CTA Rush Hour Could Become Even More Awful Thanks To CPS Cuts
By Selena Fragassi in News on Jul 28, 2015 6:15PM
Photo credit: Justin Carlson
Our crowded rush hour trains and buses are about to get more crowded. With children.
Now that Chicago Public Schools are throwing students into the good ole 9 to 5 by pushing back class schedules from 9 a.m. to 4:30 p.m. at 60 high schools and 17 elementary schools starting this fall, the demand for the CTA will be at a premium at its most congested hours.
And it looks like the students are the ones most concerned about it. An enrollee at Walter Payton College Prep has started an online petition asking for CPS to revert to the original bell schedule, citing that the nearly 90,000 affected young riders “will be caught in the center of rush hour, risking the well-roundedness and safety of students involved in long commutes and extracurricular activities.”
The petition had received 483 signatures as of Tuesday afternoon and 126 comments from supporters.
“CPS did not consider families who have children in multiple schools across the city. How is it possible to coordinate various pickup times/CTA travel times and with the added factor of rush hour? RAHM AND CPS: you sicken me!!! The students' safety means nothing to those talking heads,” said a user named Zee.
Another named Lisa added, “The school end time is far too late for these students' physical safety, any semblance of family life and study/activity schedules. These are city kids, many of whom take at least an hour to travel home. Unfair and sad if this doesn't change.”
The move to change school schedules was prompted by CPS budget talks and will save the district an alleged $9 million by allowing them to stack high school and elementary school bus routes at the same time. This comes on the heels of CPS also announcing that select enrollment and magnet schools will also slash their provided bus routes in half for the new school year, for a $2.3 million in savings, which could mean some students will have to walk up to 1.5 miles to school. The strategy has been harshly criticized for its inconsideration of student safety. Schools officials havesyet to comment on either story, but as far as the CTA is concerned, spokeswoman Tammy Chase told DNAinfo, “We don’t foresee any issues” with the proposed changes.
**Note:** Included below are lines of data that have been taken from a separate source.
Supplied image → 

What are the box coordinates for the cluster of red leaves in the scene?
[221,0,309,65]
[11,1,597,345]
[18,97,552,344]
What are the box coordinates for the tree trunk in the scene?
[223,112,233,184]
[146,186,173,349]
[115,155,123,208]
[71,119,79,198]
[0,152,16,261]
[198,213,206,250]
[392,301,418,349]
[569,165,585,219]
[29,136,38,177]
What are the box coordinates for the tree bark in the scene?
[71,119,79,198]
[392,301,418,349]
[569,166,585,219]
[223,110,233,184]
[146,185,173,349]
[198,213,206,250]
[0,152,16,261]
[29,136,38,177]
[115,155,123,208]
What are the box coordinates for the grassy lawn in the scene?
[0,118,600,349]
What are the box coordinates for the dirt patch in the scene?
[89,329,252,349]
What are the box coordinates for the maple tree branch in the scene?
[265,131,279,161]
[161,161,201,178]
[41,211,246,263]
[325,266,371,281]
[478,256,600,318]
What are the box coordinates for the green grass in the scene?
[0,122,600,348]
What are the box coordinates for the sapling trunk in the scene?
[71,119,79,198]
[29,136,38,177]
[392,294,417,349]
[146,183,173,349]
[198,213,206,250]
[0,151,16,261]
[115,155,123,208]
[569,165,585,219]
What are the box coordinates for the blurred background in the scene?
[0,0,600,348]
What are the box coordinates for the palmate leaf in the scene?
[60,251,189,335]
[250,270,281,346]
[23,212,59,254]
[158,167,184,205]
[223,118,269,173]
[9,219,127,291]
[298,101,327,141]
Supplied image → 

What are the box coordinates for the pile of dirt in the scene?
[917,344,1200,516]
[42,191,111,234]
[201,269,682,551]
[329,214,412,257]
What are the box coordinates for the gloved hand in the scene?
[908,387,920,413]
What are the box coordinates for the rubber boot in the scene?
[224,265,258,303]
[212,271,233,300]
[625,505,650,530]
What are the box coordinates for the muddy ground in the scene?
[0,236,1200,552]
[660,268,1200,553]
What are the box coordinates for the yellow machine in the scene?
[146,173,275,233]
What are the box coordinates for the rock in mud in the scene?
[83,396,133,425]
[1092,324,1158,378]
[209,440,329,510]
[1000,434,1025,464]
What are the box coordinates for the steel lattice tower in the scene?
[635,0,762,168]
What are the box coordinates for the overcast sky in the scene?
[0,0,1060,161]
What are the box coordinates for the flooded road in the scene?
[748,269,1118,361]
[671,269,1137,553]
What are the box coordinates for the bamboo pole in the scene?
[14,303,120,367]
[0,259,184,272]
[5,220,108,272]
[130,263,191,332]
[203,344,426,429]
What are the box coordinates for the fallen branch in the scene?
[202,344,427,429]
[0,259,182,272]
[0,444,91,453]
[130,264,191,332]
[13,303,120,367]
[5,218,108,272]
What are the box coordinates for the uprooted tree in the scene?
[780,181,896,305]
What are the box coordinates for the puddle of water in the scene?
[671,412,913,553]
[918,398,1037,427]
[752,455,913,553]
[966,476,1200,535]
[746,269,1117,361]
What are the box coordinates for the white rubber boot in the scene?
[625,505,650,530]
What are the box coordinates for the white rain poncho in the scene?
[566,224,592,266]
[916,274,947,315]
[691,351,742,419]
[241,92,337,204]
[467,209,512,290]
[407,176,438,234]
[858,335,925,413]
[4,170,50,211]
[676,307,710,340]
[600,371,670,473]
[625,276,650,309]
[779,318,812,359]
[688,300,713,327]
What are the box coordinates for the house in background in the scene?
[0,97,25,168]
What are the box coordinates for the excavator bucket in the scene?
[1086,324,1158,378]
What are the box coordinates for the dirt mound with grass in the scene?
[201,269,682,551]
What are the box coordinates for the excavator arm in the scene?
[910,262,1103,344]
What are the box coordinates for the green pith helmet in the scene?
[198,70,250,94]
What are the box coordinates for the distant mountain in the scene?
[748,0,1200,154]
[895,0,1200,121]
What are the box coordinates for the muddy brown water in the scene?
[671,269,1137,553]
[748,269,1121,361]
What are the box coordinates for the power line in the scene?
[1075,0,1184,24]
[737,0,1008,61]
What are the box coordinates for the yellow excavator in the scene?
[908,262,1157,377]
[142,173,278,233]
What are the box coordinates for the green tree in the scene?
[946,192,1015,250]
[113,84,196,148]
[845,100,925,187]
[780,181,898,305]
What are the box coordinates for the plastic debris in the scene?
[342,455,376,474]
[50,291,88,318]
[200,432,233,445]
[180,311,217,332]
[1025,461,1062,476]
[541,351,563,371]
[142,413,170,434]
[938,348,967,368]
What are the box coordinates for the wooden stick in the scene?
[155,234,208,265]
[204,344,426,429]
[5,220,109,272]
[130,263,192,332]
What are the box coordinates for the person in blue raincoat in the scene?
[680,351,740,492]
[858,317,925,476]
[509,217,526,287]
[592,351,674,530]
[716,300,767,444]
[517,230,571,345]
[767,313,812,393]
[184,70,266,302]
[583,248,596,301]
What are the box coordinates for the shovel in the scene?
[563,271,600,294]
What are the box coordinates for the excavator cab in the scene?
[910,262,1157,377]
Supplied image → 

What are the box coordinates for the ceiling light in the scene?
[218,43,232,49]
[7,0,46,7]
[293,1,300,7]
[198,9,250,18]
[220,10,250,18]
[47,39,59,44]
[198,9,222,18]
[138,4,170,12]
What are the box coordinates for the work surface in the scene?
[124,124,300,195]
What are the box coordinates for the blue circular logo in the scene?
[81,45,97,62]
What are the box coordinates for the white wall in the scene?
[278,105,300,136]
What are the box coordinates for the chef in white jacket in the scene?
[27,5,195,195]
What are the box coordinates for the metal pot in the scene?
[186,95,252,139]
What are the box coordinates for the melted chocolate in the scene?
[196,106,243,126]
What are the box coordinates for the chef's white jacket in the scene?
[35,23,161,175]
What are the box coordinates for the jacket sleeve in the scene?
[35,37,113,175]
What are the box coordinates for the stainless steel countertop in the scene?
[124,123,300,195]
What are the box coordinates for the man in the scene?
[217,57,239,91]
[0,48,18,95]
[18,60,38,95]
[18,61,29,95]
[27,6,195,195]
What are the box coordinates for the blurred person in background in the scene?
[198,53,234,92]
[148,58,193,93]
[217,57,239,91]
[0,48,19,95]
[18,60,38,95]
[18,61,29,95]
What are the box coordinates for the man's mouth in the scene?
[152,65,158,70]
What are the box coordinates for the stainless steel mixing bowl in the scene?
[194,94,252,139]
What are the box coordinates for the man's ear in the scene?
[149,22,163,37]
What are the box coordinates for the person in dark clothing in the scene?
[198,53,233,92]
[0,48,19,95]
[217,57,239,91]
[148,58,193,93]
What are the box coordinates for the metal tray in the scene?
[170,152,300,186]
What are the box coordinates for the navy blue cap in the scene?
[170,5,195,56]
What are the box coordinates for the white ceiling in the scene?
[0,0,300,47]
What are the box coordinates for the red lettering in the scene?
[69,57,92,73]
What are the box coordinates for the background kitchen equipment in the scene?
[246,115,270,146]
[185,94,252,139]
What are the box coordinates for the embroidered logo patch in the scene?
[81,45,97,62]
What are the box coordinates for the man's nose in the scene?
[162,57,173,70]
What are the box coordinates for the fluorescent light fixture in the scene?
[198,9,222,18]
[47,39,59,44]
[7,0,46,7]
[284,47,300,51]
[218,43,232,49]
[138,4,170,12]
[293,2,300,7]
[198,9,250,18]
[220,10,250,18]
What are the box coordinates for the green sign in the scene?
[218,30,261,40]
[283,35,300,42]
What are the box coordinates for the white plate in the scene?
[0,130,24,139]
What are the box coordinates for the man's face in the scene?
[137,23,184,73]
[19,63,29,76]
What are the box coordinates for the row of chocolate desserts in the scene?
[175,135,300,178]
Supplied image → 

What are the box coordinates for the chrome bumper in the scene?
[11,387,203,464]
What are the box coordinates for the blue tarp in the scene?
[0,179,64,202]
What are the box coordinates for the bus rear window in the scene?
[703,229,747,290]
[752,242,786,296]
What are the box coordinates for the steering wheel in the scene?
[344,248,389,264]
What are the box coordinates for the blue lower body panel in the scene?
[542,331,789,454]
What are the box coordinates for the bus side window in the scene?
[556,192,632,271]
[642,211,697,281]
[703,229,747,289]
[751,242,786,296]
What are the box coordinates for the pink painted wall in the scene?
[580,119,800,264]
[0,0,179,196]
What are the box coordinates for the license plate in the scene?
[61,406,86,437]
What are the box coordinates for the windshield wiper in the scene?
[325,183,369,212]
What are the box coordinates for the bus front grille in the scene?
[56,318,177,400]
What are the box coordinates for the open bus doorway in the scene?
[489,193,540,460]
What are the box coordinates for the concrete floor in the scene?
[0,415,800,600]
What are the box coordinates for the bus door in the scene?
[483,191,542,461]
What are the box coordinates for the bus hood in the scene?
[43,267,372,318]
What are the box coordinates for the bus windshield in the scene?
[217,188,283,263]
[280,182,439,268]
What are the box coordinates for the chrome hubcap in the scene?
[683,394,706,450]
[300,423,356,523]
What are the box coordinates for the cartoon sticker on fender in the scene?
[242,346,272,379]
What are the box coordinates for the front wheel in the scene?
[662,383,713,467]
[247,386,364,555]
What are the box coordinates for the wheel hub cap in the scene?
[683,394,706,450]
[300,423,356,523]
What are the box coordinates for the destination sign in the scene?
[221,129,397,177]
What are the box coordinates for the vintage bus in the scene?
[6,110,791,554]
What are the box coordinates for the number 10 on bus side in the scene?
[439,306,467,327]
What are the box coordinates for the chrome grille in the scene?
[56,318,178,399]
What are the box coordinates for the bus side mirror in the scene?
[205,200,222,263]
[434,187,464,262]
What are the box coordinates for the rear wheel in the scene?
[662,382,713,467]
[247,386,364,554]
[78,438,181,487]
"Our service planning department is now in the process of obtaining the changes to develop the bus schedules to meet the school schedules, and that will reflect later dismissal times and students' after school activities," she continued stating that CTA’s number-one goal is to provide safe and reliable transit for students. "Once the school year begins and we can see travel patterns in real time, we would make additional service schedule adjustments if and as needed — which is standard practice for us whenever we make schedule changes."